D’entre les choses qu’on observe, il y a le souffle salvateur qui vient désengager les lèvres. Les dents aussi. C’est comme le sable, me dis-tu, soumis aux humeurs du vent. Ça tient d’un abandon. Qu’un peu de sel se dépose entre le penchant et la langue.
Mais pour tout dire, j’hésite encore. Le mouvement se défend, mais la vase me séduit.
Quant aux oiseaux, ça fait longtemps qu’ils savent qu’on éventre la marge. Qu’on s’invente des fables qui souvent saturent les veines.
Nous reste les autres artères et autres formes blanches. Des partitions intimes qui ressemblent à la neige. Ma mère m’aura un peu montré, elle qui savait en enfilade couler des jours sans ennui.
Photo : DESSOUS LE MÊME CIEL – 16 février 2024 * Montréal
T’es passé par-dessus le livre. Ou pas. C’est pas grave. Ce ne sont jamais que des perches pour jouer sur l’hiver. Des livres et des lignes, des mots comme des chapeaux pour me rire du temps qu’il fait, inventer le frisson, trouver sur le bout de la langue la preuve que l’espace est un leurre, qu’on vague dans une histoire fabriquée de toutes pièces. De quoi s’amuser à casser au moins un moule par jour.
Et la plante qui s’éclate. J’ai hâte à ce moment où elle sera dehors… l’écureuil freine mon élan en y prenant le sien, et la branche qui oscille comme un fouet sous la voute, et la fille qui marche les yeux sur le trottoir. Ah, le trottoir. Combien d’yeux dessus. Sacré trottoir, va.

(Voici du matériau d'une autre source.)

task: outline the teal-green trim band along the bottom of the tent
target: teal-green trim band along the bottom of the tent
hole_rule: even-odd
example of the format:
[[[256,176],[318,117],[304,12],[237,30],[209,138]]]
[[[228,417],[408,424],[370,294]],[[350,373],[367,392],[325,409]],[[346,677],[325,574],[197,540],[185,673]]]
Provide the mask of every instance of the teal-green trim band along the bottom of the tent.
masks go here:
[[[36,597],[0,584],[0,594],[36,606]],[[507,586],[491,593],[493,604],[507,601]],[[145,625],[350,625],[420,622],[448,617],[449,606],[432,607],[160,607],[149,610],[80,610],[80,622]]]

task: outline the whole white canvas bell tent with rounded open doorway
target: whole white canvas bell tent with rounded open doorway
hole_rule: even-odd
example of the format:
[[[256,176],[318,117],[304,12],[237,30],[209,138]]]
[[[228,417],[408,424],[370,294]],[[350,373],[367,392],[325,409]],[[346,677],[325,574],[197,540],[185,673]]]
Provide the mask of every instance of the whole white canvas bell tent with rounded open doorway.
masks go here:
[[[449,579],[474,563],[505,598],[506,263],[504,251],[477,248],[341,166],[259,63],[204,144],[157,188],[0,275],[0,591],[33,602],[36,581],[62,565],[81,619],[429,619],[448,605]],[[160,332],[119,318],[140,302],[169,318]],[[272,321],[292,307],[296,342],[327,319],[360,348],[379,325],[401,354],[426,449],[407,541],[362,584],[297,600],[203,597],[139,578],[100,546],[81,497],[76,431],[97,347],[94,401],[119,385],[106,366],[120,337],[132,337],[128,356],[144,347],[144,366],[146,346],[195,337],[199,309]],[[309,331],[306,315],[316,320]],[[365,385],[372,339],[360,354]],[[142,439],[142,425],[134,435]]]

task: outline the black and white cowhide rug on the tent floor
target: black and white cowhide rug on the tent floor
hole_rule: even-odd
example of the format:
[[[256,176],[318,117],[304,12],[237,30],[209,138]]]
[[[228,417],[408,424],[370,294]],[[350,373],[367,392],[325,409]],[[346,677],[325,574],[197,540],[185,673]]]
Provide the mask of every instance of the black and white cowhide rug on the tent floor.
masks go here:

Il me reste ce jeu. Celui du sens au pied du jour. Ce sans-boussole vers des espaces volés en douce et en parfaite impunité. Où on ne veut qu’une chanson et toute une musique. Ce bonheur de piqûre qui fait qu’on s’accroche à un fil et qu’on le suit comme on suivrait un chien qui vous reste fidèle. Et puis cette histoire de nom. D’un livre acheté d’occasion l’avant-veille du jour d’ici. La vie toujours plus mystérieuse qu’on ne se l’imagine.
Photo : SOUS LE SOLEIL FUYANT – Montréal * Février 2024
Je tiens, regarde, ce qu’il faut par la queue : des chats du matin, des ombres noires, des rires à se fondre, et de quoi prendre la beauté même dans la neige sale.
Je remets le petit, le rien, le tout, sur le banc d’en arrière, et le pain cuit comme un oiseau qui se cherche une branche. Je les remets, tu vois, exactement là où ils vont.
La nuit d’elle-même s’est avancée. Et je m’entends songer. À nos carafes ébréchées. Cependant qu’on chante et respire les grands airs de l’hiver.